Get Cosmos DB Resource Token


Finally! We can use the authentication token we received from login in to call our "CosmosDBResourceToken" function which returns us a resource token that the client app can then use to make calls to Cosmos DB directly.

The resource token is used by the client sdk to make calls to Cosmos DB based on the permissions that the resource token has for the user.

The object received back from our function include the resource token that we got from Cosmos DB, as well as some helper information such as when the resource token expires (unix epoch time) and the userid of who the token is for.

Note 1: Ensure that the resource token has the word "resource" in it and not "master". If you gave a user a "master" key, they would potentially have the ability to do any administrative (add/delete) tasks, similar to the Azure portal.

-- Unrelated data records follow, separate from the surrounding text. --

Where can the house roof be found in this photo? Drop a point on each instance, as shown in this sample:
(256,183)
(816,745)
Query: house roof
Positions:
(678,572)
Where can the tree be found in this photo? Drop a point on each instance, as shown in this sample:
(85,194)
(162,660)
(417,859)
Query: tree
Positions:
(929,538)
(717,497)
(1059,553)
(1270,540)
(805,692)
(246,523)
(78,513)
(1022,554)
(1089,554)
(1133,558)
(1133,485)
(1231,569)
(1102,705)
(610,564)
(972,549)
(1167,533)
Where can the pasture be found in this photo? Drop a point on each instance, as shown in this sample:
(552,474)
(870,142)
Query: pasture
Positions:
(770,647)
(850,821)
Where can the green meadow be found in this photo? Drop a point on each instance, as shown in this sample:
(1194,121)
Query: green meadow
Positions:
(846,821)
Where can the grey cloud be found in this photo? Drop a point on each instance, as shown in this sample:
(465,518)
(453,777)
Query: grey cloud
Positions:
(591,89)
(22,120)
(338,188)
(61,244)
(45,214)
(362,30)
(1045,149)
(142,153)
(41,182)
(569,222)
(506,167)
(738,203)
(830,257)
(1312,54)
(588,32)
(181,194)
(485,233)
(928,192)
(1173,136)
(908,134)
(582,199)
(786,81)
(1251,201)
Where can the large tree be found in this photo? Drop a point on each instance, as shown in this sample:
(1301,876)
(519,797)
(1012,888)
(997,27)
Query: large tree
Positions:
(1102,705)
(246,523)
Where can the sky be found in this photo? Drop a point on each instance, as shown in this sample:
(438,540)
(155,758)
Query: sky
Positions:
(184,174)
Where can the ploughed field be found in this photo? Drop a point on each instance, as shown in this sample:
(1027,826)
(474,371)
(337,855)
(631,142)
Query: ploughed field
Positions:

Note 2: Notice the "code" query string parameter. If you have enabled "function" authentication for your function app, you will need to get your function code from the settings in the portal. This is a code that is appended to function calls to add as an additional layer against unwanted requests. "anonymous" authentication would not require this code to be in the query string.

Get Resource Token

The same access token that we decoded above could then be used to access any protected resource in our function app. Note that this is just the "Authentication" part, which says that the user is can come in, but then you still will need to manage the "Authorization" part which allows the user to only access the information that they have permission to.